When the aircraft carrier Ticonderoga, the "Tico," left-San Diego in mid-May, a movement called "Stop It Now" (SIN) had begun to grow on board.

It began when three crewmembers took sanctuary in a Friends Center in La Jolla rather than sail to Indochina with their ship. They were "peacefully apprehended" and returned to the ship. A petition campaign began on the ship in support of their action, and as the ship sailed toward the war zone, the three began to refuse to work.

Two of the original three, Bruce Rumer and John Elliott, were sentenced to the ship's brig through Captain's Mast, a form of non-judicial punishment, for missing ship's movement. They have also been threatened with summary courtmartial for refusing to work. The third, Tony Powers, has been singled out as the ring leader, and is now at Pearl Harbor awaiting a special court martial.

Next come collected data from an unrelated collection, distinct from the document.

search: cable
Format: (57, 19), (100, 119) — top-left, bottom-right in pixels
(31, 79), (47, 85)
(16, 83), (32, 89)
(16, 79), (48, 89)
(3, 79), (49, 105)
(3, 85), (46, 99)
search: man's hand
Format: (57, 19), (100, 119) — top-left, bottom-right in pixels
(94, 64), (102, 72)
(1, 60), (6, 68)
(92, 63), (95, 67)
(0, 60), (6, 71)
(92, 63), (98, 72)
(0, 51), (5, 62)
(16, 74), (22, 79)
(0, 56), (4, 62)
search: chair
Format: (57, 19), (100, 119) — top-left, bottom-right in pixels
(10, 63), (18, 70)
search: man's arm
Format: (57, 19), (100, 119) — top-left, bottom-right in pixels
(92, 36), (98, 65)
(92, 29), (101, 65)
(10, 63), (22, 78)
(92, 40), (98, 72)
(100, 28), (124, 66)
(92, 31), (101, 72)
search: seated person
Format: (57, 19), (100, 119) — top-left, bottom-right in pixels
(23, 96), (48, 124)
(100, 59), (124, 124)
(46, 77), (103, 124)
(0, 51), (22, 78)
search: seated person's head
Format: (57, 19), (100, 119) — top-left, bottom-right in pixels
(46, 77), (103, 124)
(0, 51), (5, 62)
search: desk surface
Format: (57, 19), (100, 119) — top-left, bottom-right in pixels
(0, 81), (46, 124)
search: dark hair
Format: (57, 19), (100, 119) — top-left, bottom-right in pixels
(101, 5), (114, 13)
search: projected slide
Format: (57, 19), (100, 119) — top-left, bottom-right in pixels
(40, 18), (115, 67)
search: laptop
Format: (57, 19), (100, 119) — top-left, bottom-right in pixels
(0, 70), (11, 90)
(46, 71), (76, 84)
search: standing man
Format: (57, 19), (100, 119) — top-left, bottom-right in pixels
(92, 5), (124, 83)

A fourth sailor, Don Whitlatch, also refused to work as the ship entered the war zone. He was sentenced to the brig in a Captain's Mast, and threatened with summary court martial if he continued to refuse to work upon release on June 27. No further word has been received about his situation.

These men have taken serious risks to show their opposition to the war, and they have asked for civilian support. Letters to the ship's captain, the Department of the Navy, and to congressmen may help them in their fight against the brass. Letters to the men personally will certainly give them needed moral support while the are at sea.